Les eurodéputés ont eu 54 réunions avec des banques et 2 avec la société civile: 70 économistes, dont Thomas Piketty, appellent l'Europe à "résister" aux lobbies financiers sur l'euro numérique avant un vote crucial

Des économistes montent au créneau au sujet de l'euro numérique. Ce dimanche 11 janvier, 70 économistes ont publié une lettre ouverte appelant les eurodéputés à prendre de bonnes décisions en vue d'un vote sur l'euro numérique. Le projet de la BCE sera soumis au vote des 720 députés du Parlement européen au premier semestre 2026, comme nous l'expliquons par ici.
Pour ces derniers, dont Thomas Piketty, professeur d'économie à la Paris School of Economics et Anne-Laure Delatte, directrice de recherche au Centre national de la recherche scientifique, l'euro numérique doit être conçu comme un bien public.
"Les décideurs politiques doivent résister aux lobbies financiers à courte vue, dans l'intérêt des citoyens européens. L'euro numérique ne doit pas devenir un compromis symbolique", estiment les économistes
54 réunions avec le secteur financier
D'après eux, le rapporteur du projet sur l'euro numérique, le député espagnol Fernando Navarrete Rojas a eu 54 réunions avec le secteur bancaire privé contre 2 réunions avec des représentants de la société civile. Parmi les points de crispation, les banques s'inquiètent d'une fuite des dépôts de leurs clients, en fonction du montant maximum disponible par citoyens. Si la BCE a indiqué une limite de 3.000 euros par Européens, plusieurs banques privées dont BNP Paribas, suggèrent une limite bien plus basse, autour des 500 euros.
A l'issue du vote, certaines caractéristiques de ce projet pourraient passer à la trappe. Les économistes rappellent aux eurodéputés les contours principaux du projet de la BCE, dont la nécessité qu'il soit utilisable en ligne et hors ligne, qu'il respecte la vie privée des citoyens, que ses limites de détention "ne dissuadent pas son utilisation" et qu'il soit accessible à tous les Européens, notamment ceux qui n'ont pas de compte bancaire.
"Dépendance"
Sans un euro numérique "fort" et "significatif", "notre dépendance s'accentuera à mesure que les monnaies numériques privées soutenues par les États-Unis gagnent du terrain. L'Europe perdra le contrôle de l'élément le plus fondamental de notre économie: notre monnaie", indiquent les économiques. Pour ces derniers, un euro numérique n'est "pas un luxe" mais une "garantie essentielle de la souveraineté, de la stabilité et de la résilience européennes".
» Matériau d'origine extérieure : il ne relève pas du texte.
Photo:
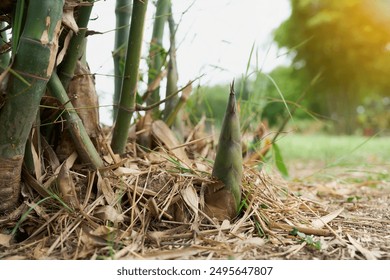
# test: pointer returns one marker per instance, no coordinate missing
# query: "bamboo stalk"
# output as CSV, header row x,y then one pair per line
x,y
67,67
172,75
130,79
4,57
34,63
123,13
155,59
83,143
223,198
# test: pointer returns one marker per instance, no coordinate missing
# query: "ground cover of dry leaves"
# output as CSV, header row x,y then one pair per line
x,y
150,205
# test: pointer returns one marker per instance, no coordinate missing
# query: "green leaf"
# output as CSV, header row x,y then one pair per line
x,y
279,162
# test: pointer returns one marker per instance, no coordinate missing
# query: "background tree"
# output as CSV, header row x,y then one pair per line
x,y
348,43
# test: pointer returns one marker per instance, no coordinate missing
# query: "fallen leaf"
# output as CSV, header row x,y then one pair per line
x,y
321,222
69,21
108,213
105,187
5,240
163,133
366,253
191,198
257,241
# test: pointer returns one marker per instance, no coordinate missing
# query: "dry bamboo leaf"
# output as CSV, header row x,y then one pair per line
x,y
66,186
5,240
104,186
225,225
191,198
256,241
321,222
50,154
366,253
143,131
62,53
163,133
37,163
108,213
219,202
84,98
126,171
69,20
39,210
175,254
153,208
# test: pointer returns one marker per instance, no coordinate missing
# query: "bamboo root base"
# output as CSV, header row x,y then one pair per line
x,y
10,174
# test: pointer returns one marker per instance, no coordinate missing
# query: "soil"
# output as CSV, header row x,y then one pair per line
x,y
319,213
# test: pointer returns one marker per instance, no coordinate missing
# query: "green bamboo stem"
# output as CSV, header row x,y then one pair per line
x,y
228,162
75,50
34,62
155,58
83,143
172,75
130,78
123,13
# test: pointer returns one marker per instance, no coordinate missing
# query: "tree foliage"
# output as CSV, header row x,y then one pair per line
x,y
348,42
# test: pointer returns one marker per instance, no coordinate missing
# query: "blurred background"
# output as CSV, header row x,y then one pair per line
x,y
319,69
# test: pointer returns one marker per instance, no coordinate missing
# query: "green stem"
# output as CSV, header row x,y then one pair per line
x,y
228,161
130,79
123,13
155,57
83,143
34,62
172,75
5,57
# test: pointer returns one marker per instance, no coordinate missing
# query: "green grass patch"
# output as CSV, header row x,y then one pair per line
x,y
338,150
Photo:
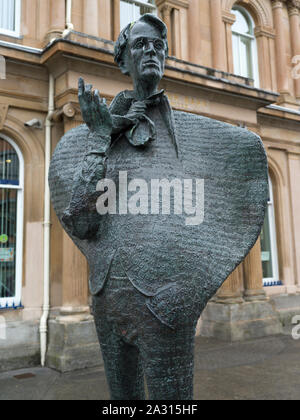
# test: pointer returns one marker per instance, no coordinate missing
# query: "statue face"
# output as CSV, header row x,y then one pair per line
x,y
146,53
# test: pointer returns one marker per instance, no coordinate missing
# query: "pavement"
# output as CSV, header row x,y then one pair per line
x,y
262,369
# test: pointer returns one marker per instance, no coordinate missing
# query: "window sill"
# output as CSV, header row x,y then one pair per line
x,y
11,35
11,308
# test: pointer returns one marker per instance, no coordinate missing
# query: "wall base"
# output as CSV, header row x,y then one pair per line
x,y
239,321
73,343
19,345
287,307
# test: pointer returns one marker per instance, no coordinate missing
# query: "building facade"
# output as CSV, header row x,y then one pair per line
x,y
234,61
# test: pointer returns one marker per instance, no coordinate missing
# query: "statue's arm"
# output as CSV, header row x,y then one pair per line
x,y
81,217
177,303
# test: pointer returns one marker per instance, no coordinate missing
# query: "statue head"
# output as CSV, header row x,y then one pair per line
x,y
141,49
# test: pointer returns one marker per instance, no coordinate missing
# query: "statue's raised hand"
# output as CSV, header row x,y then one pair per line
x,y
94,110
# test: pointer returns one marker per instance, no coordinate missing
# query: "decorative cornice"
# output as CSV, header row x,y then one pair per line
x,y
173,4
264,31
260,9
228,17
293,7
278,4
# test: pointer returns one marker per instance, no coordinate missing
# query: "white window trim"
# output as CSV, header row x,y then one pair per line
x,y
16,33
254,51
6,303
142,3
131,3
272,228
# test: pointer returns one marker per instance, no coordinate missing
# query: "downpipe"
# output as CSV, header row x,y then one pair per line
x,y
46,225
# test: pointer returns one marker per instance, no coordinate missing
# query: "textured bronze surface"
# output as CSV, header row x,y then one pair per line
x,y
152,275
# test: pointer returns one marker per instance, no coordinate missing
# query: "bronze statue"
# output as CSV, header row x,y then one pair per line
x,y
152,272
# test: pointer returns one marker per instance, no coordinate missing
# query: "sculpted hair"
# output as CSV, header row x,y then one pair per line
x,y
122,41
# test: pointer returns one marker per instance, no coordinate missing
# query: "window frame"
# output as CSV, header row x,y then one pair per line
x,y
253,44
139,3
13,302
272,281
17,31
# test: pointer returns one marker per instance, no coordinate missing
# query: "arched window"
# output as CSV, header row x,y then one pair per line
x,y
132,10
244,45
269,245
11,220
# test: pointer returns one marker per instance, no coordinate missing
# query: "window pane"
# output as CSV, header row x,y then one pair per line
x,y
7,14
246,60
241,25
8,221
130,11
9,164
266,249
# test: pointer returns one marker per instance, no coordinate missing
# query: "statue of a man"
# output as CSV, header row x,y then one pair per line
x,y
152,273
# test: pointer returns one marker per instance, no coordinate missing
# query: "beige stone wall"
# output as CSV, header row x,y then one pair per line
x,y
200,35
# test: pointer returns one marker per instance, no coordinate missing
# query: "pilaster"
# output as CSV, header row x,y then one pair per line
x,y
294,17
229,19
217,35
281,53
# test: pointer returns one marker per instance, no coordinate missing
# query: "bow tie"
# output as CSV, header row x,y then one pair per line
x,y
144,130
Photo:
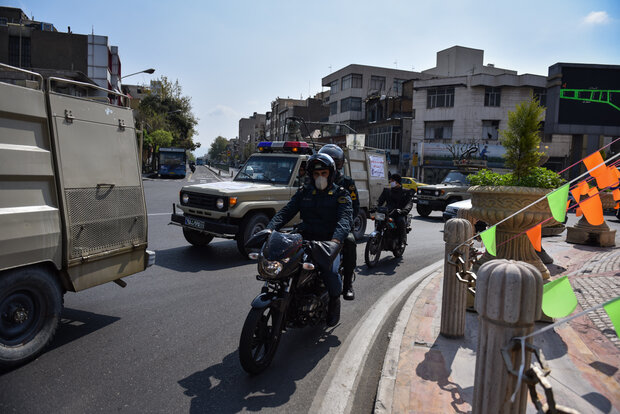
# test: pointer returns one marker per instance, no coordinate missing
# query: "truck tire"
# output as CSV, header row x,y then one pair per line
x,y
359,225
250,226
423,211
30,307
197,238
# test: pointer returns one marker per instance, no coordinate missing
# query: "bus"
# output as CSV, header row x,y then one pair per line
x,y
172,162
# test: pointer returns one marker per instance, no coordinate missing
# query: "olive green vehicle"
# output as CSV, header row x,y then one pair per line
x,y
239,208
72,208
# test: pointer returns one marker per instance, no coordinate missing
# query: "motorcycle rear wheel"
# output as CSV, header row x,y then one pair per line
x,y
372,253
259,340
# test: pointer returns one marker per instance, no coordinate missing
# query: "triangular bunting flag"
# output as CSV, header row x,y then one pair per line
x,y
603,176
557,203
559,300
613,311
488,238
534,234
Pour rappel, les avis des eurodéputés divergent fortement entre les élus, rendant l'issue du vote incertaine dans les prochains mois. Si le Conseil européen a approuvé ce projet fin décembre, l'avis du Parlement européen est attendu au tournant. En fonction de l'issue des débats, la Commission européenne entend obtenir une législation d'ici juin 2026. Après cette phase, il faudra attendre 2 à 3 ans avant sa mise en circulation, soit au plus tard 2029.